Faldo had long made no secret of his disappointment in those countrymen who report on his exploits and I have no doubt it played a part in his coming to America. When he announced his decision last summer he also upset some of his fellow players. That, again, was due to failing to explain properly the reasons behind the move. He talked about the sun on his back and the better courses in the States which was immediately construed as a slight on European courses. This wasn't his intention. He merely wanted to stay in one place for a sizeable part of the year and play and practise under conditions in which the three US majors are played. "My game needed the continuity and I am playing more consistently as a result. I think the people over here appreciate the commitment I've made," he said. "I'm just trying to be me. They don't have any preconceived ideas about me. They've given me a fresh start."

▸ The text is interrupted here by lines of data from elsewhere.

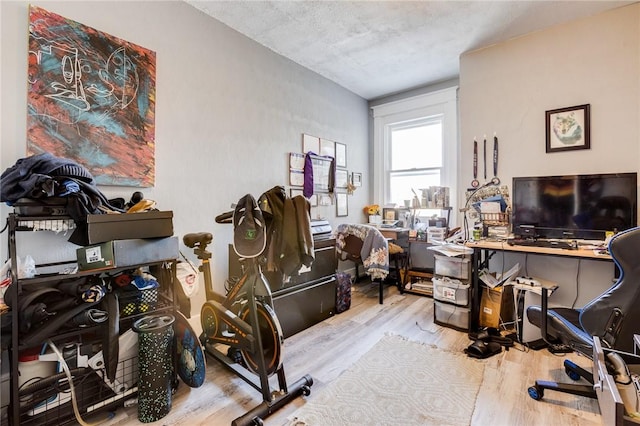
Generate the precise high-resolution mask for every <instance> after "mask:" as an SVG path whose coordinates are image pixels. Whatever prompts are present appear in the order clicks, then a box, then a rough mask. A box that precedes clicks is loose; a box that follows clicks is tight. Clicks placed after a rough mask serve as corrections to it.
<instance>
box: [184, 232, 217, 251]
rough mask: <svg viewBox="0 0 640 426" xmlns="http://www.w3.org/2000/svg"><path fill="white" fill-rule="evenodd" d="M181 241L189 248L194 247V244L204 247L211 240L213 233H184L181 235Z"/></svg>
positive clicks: (209, 232)
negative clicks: (187, 233) (190, 233)
mask: <svg viewBox="0 0 640 426" xmlns="http://www.w3.org/2000/svg"><path fill="white" fill-rule="evenodd" d="M182 241H183V242H184V245H185V246H187V247H189V248H194V247H196V246H197V247H203V248H204V247H205V246H206V245H207V244H209V243H210V242H211V241H213V235H212V234H211V233H210V232H196V233H193V234H185V236H184V237H182Z"/></svg>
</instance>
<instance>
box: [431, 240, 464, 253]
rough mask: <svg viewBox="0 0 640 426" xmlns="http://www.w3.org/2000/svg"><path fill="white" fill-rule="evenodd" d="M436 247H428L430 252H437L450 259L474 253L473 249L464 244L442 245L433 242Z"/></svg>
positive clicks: (441, 243) (441, 244)
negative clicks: (463, 255)
mask: <svg viewBox="0 0 640 426" xmlns="http://www.w3.org/2000/svg"><path fill="white" fill-rule="evenodd" d="M431 242H432V243H433V244H434V245H433V246H430V247H428V250H433V251H437V252H438V253H440V254H444V255H445V256H449V257H456V256H463V255H465V254H471V253H473V249H472V248H470V247H467V246H464V245H462V244H453V243H442V242H439V241H431Z"/></svg>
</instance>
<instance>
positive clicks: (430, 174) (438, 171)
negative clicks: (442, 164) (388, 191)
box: [385, 116, 442, 206]
mask: <svg viewBox="0 0 640 426" xmlns="http://www.w3.org/2000/svg"><path fill="white" fill-rule="evenodd" d="M388 131H389V145H390V155H389V158H388V161H389V162H390V164H389V169H388V170H389V171H388V173H389V177H388V181H389V198H388V199H387V200H385V204H387V203H394V204H396V205H399V206H402V205H405V204H406V202H407V201H410V200H411V199H412V198H413V197H414V193H415V194H417V195H418V197H419V196H420V189H421V188H426V187H428V186H436V185H440V180H441V179H440V176H441V174H442V171H441V169H442V117H441V116H439V117H433V118H427V119H424V120H417V121H416V122H411V123H402V124H395V125H390V126H389V127H388Z"/></svg>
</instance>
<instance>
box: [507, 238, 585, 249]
mask: <svg viewBox="0 0 640 426" xmlns="http://www.w3.org/2000/svg"><path fill="white" fill-rule="evenodd" d="M507 244H509V245H511V246H530V247H549V248H558V249H565V250H576V249H577V248H578V246H577V244H575V243H573V242H570V241H563V240H538V239H533V238H509V239H508V240H507Z"/></svg>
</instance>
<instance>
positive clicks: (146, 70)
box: [27, 6, 156, 187]
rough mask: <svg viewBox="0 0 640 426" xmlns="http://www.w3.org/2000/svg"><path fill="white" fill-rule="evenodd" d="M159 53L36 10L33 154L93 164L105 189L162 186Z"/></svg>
mask: <svg viewBox="0 0 640 426" xmlns="http://www.w3.org/2000/svg"><path fill="white" fill-rule="evenodd" d="M155 75H156V54H155V52H153V51H151V50H149V49H145V48H143V47H140V46H137V45H135V44H133V43H130V42H128V41H125V40H122V39H120V38H117V37H114V36H111V35H109V34H105V33H104V32H101V31H98V30H96V29H93V28H91V27H87V26H85V25H82V24H80V23H78V22H75V21H72V20H69V19H66V18H64V17H62V16H59V15H56V14H54V13H51V12H48V11H46V10H44V9H42V8H39V7H35V6H30V8H29V75H28V91H27V92H28V100H27V108H28V110H27V154H28V155H35V154H40V153H42V152H49V153H51V154H53V155H55V156H58V157H63V158H68V159H72V160H74V161H76V162H78V163H79V164H82V165H83V166H85V167H86V168H87V169H88V170H89V171H90V172H91V174H92V175H93V176H94V178H95V180H96V183H97V184H99V185H118V186H120V185H121V186H134V187H150V186H153V185H154V182H155V93H156V92H155Z"/></svg>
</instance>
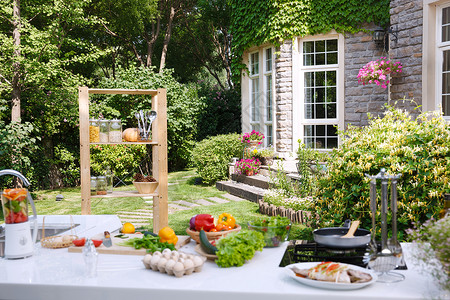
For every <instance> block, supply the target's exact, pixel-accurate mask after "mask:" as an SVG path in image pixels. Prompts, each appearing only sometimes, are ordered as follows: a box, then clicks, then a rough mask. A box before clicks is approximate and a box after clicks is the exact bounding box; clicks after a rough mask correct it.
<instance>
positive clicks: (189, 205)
mask: <svg viewBox="0 0 450 300" xmlns="http://www.w3.org/2000/svg"><path fill="white" fill-rule="evenodd" d="M170 203H173V204H176V205H183V206H187V207H189V208H192V207H197V206H200V205H198V204H196V203H192V202H188V201H184V200H177V201H171V202H170Z"/></svg>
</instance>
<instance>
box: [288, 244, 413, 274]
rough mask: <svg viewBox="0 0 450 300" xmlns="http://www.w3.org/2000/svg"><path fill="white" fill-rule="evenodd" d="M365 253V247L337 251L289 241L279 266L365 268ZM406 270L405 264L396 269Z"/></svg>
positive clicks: (321, 246)
mask: <svg viewBox="0 0 450 300" xmlns="http://www.w3.org/2000/svg"><path fill="white" fill-rule="evenodd" d="M366 252H367V251H366V247H365V246H363V247H357V248H354V249H337V248H329V247H325V246H321V245H319V244H317V243H315V242H308V241H302V240H292V241H289V244H288V246H287V248H286V252H284V255H283V258H282V259H281V262H280V265H279V266H280V267H285V266H287V265H290V264H293V263H300V262H320V261H333V262H341V263H346V264H352V265H357V266H360V267H363V268H365V267H367V263H365V262H364V256H365V255H366ZM406 269H407V267H406V264H403V265H401V266H399V267H397V270H406Z"/></svg>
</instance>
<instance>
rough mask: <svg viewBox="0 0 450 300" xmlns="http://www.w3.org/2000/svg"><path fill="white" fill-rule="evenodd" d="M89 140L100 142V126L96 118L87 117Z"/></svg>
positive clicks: (90, 140) (91, 140) (89, 141)
mask: <svg viewBox="0 0 450 300" xmlns="http://www.w3.org/2000/svg"><path fill="white" fill-rule="evenodd" d="M89 142H90V143H98V142H100V127H99V126H98V120H97V119H89Z"/></svg>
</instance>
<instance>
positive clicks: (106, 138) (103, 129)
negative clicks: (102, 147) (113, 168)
mask: <svg viewBox="0 0 450 300" xmlns="http://www.w3.org/2000/svg"><path fill="white" fill-rule="evenodd" d="M99 126H100V136H99V140H100V143H108V142H109V120H100V125H99Z"/></svg>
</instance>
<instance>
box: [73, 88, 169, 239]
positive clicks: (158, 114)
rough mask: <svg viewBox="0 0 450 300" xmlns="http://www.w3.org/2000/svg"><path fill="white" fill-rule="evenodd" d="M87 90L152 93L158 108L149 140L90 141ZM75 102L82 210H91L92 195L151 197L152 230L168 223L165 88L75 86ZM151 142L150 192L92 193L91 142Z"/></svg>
mask: <svg viewBox="0 0 450 300" xmlns="http://www.w3.org/2000/svg"><path fill="white" fill-rule="evenodd" d="M90 94H122V95H151V96H152V107H151V109H152V110H154V111H156V112H157V116H156V119H155V120H154V121H153V124H152V138H153V140H152V141H150V142H134V143H133V142H122V143H90V142H89V95H90ZM78 102H79V113H80V173H81V214H83V215H90V214H91V198H102V197H105V198H115V197H153V231H154V232H158V231H159V230H160V229H161V228H163V227H165V226H167V225H168V202H167V200H168V192H167V187H168V178H167V172H168V166H167V99H166V89H157V90H141V89H135V90H127V89H90V88H88V87H79V88H78ZM114 144H126V145H138V144H140V145H146V144H147V145H152V161H153V166H152V169H153V170H152V172H153V174H152V175H153V177H155V179H156V180H157V181H158V183H159V184H158V188H157V189H156V191H155V193H152V194H138V193H137V191H114V192H113V193H112V194H107V195H93V196H91V191H90V189H91V188H90V185H91V181H90V178H91V169H90V164H91V162H90V161H91V160H90V148H89V146H90V145H114Z"/></svg>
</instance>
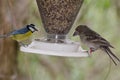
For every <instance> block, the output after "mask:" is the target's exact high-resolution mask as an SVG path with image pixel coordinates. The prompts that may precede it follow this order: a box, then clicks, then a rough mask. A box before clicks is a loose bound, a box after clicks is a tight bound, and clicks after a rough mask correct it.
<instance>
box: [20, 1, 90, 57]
mask: <svg viewBox="0 0 120 80" xmlns="http://www.w3.org/2000/svg"><path fill="white" fill-rule="evenodd" d="M36 2H37V5H38V9H39V12H40V15H41V20H42V23H43V27H44V29H45V31H46V33H47V36H46V38H42V39H35V40H33V42H32V43H31V44H30V45H29V46H28V47H23V46H22V47H21V48H20V50H21V51H23V52H27V53H37V54H44V55H53V56H66V57H87V56H88V51H85V50H83V49H82V48H81V47H80V44H79V43H78V42H74V41H71V40H69V39H68V38H66V35H68V33H69V31H70V29H71V27H72V25H73V23H74V21H75V18H76V16H77V14H78V12H79V10H80V8H81V5H82V3H83V0H36Z"/></svg>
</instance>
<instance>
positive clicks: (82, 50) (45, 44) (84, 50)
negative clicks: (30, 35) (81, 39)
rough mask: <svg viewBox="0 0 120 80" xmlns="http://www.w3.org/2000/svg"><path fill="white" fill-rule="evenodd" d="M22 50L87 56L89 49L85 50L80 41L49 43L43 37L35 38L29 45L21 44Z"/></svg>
mask: <svg viewBox="0 0 120 80" xmlns="http://www.w3.org/2000/svg"><path fill="white" fill-rule="evenodd" d="M20 50H21V51H23V52H26V53H35V54H43V55H52V56H64V57H87V56H89V55H88V51H86V50H83V49H82V48H81V47H80V44H79V43H78V42H74V41H71V40H69V39H67V40H66V43H49V42H46V41H43V40H42V39H35V40H33V41H32V43H31V44H30V45H28V46H27V47H24V46H21V47H20Z"/></svg>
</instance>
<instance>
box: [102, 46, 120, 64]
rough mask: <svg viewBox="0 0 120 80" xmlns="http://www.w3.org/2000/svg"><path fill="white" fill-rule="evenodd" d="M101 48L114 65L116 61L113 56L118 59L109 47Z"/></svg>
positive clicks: (116, 56) (115, 62)
mask: <svg viewBox="0 0 120 80" xmlns="http://www.w3.org/2000/svg"><path fill="white" fill-rule="evenodd" d="M102 49H103V50H104V51H105V52H106V53H107V54H108V56H109V57H110V59H111V60H112V61H113V62H114V64H115V65H117V63H116V62H115V60H114V59H113V58H115V59H116V60H118V61H119V62H120V59H119V58H118V57H117V56H116V55H115V54H114V53H113V52H112V51H111V50H110V48H109V47H106V46H103V47H102Z"/></svg>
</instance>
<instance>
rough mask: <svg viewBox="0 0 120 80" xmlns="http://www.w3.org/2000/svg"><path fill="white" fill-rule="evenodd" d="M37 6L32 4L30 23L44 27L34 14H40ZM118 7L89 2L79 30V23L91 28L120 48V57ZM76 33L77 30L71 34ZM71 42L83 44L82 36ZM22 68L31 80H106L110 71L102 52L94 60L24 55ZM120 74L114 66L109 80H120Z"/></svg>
mask: <svg viewBox="0 0 120 80" xmlns="http://www.w3.org/2000/svg"><path fill="white" fill-rule="evenodd" d="M113 1H114V0H113ZM35 5H36V4H32V7H33V8H32V9H35V10H31V13H32V14H31V16H32V17H33V19H32V20H29V23H31V22H36V24H37V25H41V21H39V17H36V14H33V12H35V13H36V12H38V9H37V7H34V6H35ZM115 6H116V5H115V4H113V3H112V2H111V0H85V1H84V5H83V7H82V9H81V13H80V14H81V15H82V18H81V16H79V18H78V20H77V22H76V23H75V27H76V25H78V24H86V25H88V26H90V27H91V28H92V29H93V30H95V31H97V32H98V33H100V34H101V35H102V36H103V37H105V38H106V39H107V40H108V41H109V42H110V43H111V44H112V45H113V46H114V47H116V49H115V50H113V51H114V52H115V53H116V54H117V53H119V52H120V34H119V30H120V28H119V26H120V24H119V21H118V18H119V17H118V15H117V14H116V13H117V12H116V9H115V8H114V7H115ZM38 15H39V14H37V16H38ZM73 31H74V29H72V30H71V32H70V34H72V33H73ZM71 39H72V40H75V41H79V38H78V37H77V38H76V37H72V38H71ZM117 55H119V56H120V54H117ZM19 68H20V69H21V72H23V73H24V74H26V75H28V77H29V78H31V79H30V80H104V78H105V76H106V75H107V71H108V68H109V59H108V56H107V55H106V54H105V53H103V52H101V51H97V52H95V53H93V56H92V57H90V58H63V57H51V56H42V55H36V54H35V55H33V54H25V53H20V55H19ZM119 72H120V69H119V65H118V66H114V65H113V66H112V69H111V73H110V75H109V76H108V79H107V80H120V76H118V75H119ZM114 74H116V75H114ZM117 74H118V75H117Z"/></svg>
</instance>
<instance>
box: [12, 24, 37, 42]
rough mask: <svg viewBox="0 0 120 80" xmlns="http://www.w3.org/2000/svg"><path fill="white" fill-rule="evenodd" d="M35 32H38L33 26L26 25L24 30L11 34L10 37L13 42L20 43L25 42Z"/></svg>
mask: <svg viewBox="0 0 120 80" xmlns="http://www.w3.org/2000/svg"><path fill="white" fill-rule="evenodd" d="M35 31H38V30H37V29H36V28H35V25H34V24H30V25H26V26H25V27H24V28H21V29H19V30H15V31H13V32H11V33H10V37H11V38H12V39H13V40H16V41H18V42H21V41H24V40H27V39H28V38H29V37H30V36H31V35H32V33H34V32H35Z"/></svg>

Some believe that his continued presence here will eventually pose a threat to the stability of the European Tour. If a stampede of top players followed him, it probably would. But that is unlikely and, in the meantime, it is better for our leading player to be happy and glorious in the States than miserable and unsuccessful back home, particularly in Ryder Cup year.

When he does come back to play, probably in the Volvo PGA at Wentworth in May, he will bring a fresh interest. Perhaps he will also bring his close friend Peter Jacobsen, who came to know Faldo on the European Tour in the '80s and has been eloquent on his behalf. "It is lonely at the top and the Press don't have a clue how hard this game is and how hard it is to stay on top," Jacobsen said last week. "Everybody thinks he is an iron-clad, no-sense-of-humour guy. I think he's one of the funniest guys I've met. Having him over here makes us better as players."

Jacobsen was his partner in the first round of the Masters as Faldo, sporting a Forrest Gump cap in the rain, began his assault. It was a solid performance but the putting was slightly awry, as on Friday. He went for an hour's putting practice with his coach, David Leadbetter. "I've told him to think of himself as a little boy again," said Leadbetter. "Just look at the putt and hit it like you did as a kid."

Faldo's relentless search for perfection has led him to the top of his profession - but so far from home.